Later I worked for Max and Helen Barkley at Barkley’s Cleaners. I delivered clothes and they showed me the meaning of grace when I wrecked the company van and they didn’t fire me, chew me out, or dock my pay. What they wanted to know was whether I was hurt.
Howell Nabors employed me for a summer in construction. He nicknamed me “PK” for preacher’s kid, Even as a practicing lawyer, I was always “PK.” When he retired, Howell devoted his time to the Boy Scouts and doing stuff for children.
Jean Taylor had immigrated to town with her husband, Dr. Horton Taylor. She was the first Phi Beta Kappa I ever knew. Once, some kid asked, “Are you State or Ole Miss.” “Rutgers” she coolly replied, confusing the poor old boy. She always cackled in the retelling. Jean could sing beautifully and promptly took her place in the choir at Ripley First United Methodist Church, where Faulkner’s devout great grandfather, Dr. Murray, had attended.

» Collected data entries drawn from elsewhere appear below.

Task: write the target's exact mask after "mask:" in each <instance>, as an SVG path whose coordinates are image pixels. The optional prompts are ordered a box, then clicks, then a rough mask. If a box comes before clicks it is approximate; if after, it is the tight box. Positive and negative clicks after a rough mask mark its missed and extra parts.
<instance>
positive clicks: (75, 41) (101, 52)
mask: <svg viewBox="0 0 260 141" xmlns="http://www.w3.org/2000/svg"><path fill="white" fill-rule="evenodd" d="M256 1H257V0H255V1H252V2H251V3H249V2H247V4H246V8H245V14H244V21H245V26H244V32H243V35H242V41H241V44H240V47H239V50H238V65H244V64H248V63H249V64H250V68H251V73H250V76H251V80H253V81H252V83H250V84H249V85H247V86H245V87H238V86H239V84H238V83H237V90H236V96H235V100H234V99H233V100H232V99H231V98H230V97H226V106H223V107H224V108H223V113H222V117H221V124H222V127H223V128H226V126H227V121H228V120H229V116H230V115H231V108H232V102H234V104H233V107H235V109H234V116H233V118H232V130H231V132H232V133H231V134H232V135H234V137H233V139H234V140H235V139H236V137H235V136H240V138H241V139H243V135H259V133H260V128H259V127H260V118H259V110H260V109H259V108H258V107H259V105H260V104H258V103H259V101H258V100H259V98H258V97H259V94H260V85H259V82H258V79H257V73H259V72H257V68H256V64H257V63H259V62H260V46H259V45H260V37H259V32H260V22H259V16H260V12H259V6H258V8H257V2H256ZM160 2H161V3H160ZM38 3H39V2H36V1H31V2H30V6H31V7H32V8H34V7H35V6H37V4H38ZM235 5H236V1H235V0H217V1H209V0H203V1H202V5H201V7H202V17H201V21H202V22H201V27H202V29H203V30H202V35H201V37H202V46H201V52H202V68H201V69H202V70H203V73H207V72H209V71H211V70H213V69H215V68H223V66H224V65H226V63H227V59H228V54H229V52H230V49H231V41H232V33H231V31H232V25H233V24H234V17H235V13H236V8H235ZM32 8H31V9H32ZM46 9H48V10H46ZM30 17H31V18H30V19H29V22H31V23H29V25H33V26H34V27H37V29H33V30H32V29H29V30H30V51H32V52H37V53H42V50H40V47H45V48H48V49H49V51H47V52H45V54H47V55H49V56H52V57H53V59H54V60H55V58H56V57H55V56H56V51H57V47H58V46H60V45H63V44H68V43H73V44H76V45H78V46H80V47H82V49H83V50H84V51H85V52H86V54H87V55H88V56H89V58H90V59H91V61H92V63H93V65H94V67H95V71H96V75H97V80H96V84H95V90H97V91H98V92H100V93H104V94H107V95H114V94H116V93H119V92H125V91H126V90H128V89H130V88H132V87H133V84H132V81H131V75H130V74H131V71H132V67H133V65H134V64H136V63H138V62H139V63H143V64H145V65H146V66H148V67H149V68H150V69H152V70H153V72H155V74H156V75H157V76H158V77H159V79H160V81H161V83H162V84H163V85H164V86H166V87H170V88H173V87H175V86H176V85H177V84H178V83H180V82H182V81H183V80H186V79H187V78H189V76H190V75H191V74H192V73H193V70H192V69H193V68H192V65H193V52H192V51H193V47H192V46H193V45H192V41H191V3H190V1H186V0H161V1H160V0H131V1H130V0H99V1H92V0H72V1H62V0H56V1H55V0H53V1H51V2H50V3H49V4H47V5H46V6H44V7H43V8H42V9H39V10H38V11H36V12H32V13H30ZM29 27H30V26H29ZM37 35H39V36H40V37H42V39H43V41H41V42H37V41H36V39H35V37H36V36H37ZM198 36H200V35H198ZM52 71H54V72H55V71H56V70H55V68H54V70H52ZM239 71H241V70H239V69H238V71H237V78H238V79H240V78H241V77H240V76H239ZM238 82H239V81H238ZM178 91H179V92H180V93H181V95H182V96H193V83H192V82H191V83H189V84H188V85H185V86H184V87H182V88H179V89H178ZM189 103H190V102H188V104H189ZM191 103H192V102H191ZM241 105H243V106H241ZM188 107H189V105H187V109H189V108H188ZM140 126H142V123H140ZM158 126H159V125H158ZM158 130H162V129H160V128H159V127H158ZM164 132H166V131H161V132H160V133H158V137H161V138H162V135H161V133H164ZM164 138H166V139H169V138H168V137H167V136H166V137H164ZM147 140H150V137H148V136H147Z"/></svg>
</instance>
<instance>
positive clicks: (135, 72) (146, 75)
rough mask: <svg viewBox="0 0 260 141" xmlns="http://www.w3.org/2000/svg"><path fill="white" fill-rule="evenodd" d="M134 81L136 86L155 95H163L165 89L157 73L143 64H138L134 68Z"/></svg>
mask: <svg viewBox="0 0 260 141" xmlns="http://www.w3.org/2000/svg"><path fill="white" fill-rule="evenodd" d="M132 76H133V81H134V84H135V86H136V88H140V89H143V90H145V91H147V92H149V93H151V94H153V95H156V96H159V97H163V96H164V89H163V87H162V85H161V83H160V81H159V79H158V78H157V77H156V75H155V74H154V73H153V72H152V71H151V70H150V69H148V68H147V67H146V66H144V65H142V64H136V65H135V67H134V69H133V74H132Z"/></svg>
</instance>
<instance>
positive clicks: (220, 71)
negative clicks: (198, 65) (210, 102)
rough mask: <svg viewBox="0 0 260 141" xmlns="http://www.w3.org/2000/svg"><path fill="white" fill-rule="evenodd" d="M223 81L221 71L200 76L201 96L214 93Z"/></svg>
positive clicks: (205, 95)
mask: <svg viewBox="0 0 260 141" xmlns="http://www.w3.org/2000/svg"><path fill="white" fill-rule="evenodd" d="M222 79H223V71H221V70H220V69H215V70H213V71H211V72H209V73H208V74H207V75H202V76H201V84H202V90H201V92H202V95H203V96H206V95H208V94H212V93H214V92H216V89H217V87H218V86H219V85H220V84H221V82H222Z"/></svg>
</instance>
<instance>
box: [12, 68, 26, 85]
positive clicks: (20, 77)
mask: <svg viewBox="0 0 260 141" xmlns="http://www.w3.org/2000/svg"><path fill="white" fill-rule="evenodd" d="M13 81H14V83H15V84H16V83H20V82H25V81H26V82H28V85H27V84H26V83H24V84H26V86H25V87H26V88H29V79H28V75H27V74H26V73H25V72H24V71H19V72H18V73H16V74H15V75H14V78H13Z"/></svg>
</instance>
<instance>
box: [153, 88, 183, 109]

They are all easing off now. Ben Sanford, Howell Nabors, Price Johnson, and recently, Jean Taylor. Gone. “Gone to feed the roses,” as Edna St. Vincent Millay once poetically noted.
“I am a part of all I have met,” Tennyson also once poetically noted.
By our bearing and being we instruct each other. You catch it without thinking. Mr. Sanford treated everyone with respect. Howell taught something about giving out of your abundance to children. Price Johnson carried secret courage. The Barkleys granted grace and absolution to me. And Jean Taylor never lost her northern brogue.
The other day, a friend said, “You are the most human person I know.”
Debatable. But if so, I had good teachers.